Los sansimonianos estaban bien implantados en Dijon. Tenían su propio recinto. Prevenidos por Prosper Enfantin, la tarde de su llegada la recibieron en una sesión solemne. Desde la puerta del local, vecino al museo, Flora los vio, olió y catalogó en pocos segundos. Ahí estaban esos típicos burgueses socialistas, soñadores imprácticos, esos sansimonianos amables y ceremoniosos, adoradores de la élite y convencidos de que controlando el Presupuesto revolucionarían la sociedad. Idénticos a los de París, Burdeos y cualquier otra parte. Profesionales o funcionarios, propietarios o rentistas, bien educados y bien vestidos, creyentes en la ciencia y el progreso, críticos de los burgueses pero burgueses ellos mismos, y recelosos de los obreros.

Aquí también, como en las sesiones de París, habían puesto en el proscenio una silla vacía, símbolo de su espera en la llegada de la Madre, la mujer-mesías, la hembra superior que, uniéndose en santa cópula con el Padre (el Padre Prosper Enfantin, ya que el fundador, el Padre Claude-Henri de Rouvroy, conde de Saint-Simon, estaba muerto desde 1825), formarían la Pareja Suprema, conductora de la transformación de la humanidad que emanciparía a la mujer y a los obreros de su actual servidumbre e inauguraría la era de la justicia. ¿Qué esperabas, Florita, para darles una sorpresa yendo a sentarte en esa silla vacía y anunciarles, con el dramatismo de la actriz Rachel, que la espera había terminado, que tenían ante sus ojos a la mujer-mesías? Había sentido la tentación de hacerlo, en París. Pero la retuvieron las discrepancias crecientes que tenía con ellos por la idolatría sansimoniana a la minoría selecta, a la que querían entregar el poder. Además, si la aceptaban como Madre, debería aparearse con el Padre Enfantin. No estabas dispuesta a hacerlo aunque ése fuera el precio para romper las cadenas de la humanidad, pese a que Prosper Enfantin tenía fama de apuesto y tantas mujeres suspiraban por él.

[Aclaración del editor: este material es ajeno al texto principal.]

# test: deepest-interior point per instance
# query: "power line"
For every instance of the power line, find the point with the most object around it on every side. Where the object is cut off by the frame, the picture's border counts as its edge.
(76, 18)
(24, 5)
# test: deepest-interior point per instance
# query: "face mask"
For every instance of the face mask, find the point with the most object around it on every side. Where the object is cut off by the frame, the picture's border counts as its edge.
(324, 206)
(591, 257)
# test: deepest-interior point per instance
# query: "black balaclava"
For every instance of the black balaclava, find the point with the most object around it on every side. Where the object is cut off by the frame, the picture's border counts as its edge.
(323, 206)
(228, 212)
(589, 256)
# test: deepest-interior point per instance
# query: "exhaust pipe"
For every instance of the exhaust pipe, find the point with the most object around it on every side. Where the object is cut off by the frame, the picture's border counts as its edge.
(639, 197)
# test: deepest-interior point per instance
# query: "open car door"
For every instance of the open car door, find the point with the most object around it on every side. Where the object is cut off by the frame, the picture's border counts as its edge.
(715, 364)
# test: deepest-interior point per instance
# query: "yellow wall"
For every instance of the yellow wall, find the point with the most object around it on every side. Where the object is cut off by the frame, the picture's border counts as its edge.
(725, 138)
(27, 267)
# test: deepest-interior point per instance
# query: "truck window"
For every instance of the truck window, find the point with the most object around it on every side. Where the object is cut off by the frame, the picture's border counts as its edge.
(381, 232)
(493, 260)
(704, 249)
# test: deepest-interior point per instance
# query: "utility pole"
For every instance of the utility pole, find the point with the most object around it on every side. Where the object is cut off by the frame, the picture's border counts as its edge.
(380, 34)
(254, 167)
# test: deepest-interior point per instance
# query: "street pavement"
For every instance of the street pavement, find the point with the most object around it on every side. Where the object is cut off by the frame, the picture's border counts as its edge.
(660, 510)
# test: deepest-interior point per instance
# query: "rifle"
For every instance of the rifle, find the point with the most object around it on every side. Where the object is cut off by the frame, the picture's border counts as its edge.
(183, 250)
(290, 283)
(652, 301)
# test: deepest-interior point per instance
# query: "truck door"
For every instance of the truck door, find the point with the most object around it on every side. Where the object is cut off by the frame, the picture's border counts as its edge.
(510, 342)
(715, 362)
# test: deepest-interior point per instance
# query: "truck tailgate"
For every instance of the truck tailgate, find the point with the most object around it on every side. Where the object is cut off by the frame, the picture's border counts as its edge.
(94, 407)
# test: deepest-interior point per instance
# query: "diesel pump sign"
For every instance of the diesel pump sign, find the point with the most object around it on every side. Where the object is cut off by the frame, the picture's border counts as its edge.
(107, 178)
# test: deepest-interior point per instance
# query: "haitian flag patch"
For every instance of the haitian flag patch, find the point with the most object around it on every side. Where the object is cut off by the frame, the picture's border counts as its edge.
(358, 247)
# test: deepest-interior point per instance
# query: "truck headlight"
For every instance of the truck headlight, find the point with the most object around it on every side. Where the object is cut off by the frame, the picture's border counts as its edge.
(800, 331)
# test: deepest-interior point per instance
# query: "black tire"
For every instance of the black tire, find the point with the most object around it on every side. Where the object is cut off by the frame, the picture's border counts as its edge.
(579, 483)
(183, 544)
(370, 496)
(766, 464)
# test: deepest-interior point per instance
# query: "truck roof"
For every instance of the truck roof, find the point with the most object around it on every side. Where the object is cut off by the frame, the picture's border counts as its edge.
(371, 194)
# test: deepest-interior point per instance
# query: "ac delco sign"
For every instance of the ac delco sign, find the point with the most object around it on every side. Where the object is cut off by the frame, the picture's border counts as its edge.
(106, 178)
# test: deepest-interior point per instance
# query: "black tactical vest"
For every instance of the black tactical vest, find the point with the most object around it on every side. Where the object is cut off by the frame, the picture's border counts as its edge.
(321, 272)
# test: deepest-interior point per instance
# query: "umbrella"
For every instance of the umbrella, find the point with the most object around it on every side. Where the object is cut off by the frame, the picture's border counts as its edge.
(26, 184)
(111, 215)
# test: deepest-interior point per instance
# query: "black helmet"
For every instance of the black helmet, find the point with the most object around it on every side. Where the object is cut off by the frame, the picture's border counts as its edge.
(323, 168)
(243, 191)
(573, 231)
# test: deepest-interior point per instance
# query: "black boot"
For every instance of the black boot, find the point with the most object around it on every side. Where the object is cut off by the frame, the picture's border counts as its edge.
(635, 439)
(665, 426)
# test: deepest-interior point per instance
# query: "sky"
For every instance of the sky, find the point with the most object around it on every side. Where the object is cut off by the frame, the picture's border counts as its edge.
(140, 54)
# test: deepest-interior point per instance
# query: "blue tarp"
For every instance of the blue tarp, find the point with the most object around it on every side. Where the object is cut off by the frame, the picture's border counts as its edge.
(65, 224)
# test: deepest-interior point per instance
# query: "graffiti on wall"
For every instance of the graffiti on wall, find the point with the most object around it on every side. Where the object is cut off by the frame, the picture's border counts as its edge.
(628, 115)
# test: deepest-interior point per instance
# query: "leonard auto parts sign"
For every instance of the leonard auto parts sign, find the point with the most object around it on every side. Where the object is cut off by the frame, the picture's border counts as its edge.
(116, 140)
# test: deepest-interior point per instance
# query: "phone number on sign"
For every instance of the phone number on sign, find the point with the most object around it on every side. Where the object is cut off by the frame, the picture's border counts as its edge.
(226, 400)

Copular, no hacer el amor sino copular, como los cerdos o los caballos: eso hacían los hombres con las mujeres. Abalanzarse sobre ellas, abrirles las piernas, meterles sus chorreantes vergas, embarazarlas y dejarlas para siempre con la matriz averiada, como André Chazal a ti. Porque esos dolores allí abajo tú los tenías desde tu malhadado matrimonio. «Hacer el amor», esa ceremonia delicada, dulce, en la que intervenían el corazón y los sentimientos, la sensibilidad y los instintos, en la que los dos amantes gozaban por igual, era una invención de poetas y novelistas, una fantasía que no legitimaba la pedestre realidad. No entre las mujeres y los hombres en todo caso. Tú, por lo menos, no habías hecho el amor ni una sola vez en esos espantosos cuatro años con tu marido, en aquel pisito de la rue des Fossés-Saint-Germain-des-Prés. Tú habías copulado, o, mejor dicho, habías sido copulada, cada noche, por esa bestia lasciva, hedionda a alcohol, que te asfixiaba con su peso y manoseaba y besuqueaba hasta desplomarse a tu lado como un animal ahíto. Cuánto habías llorado, Florita, de asco y vergüenza, después de esas violaciones nocturnas a que te sometía ese tirano de tu libertad. Sin preocuparse jamás de averiguar si querías hacer el amor, sin la menor curiosidad por saber si gozabas con sus caricias -¿había que llamar así esos jadeos repugnantes, esos lengüetazos y mordiscos?-, o si te causaban dolor, tristeza, abatimiento, repugnancia. Si no hubiera sido por la tierna Olympia, qué pobre idea tendrías del amor físico, Andaluza.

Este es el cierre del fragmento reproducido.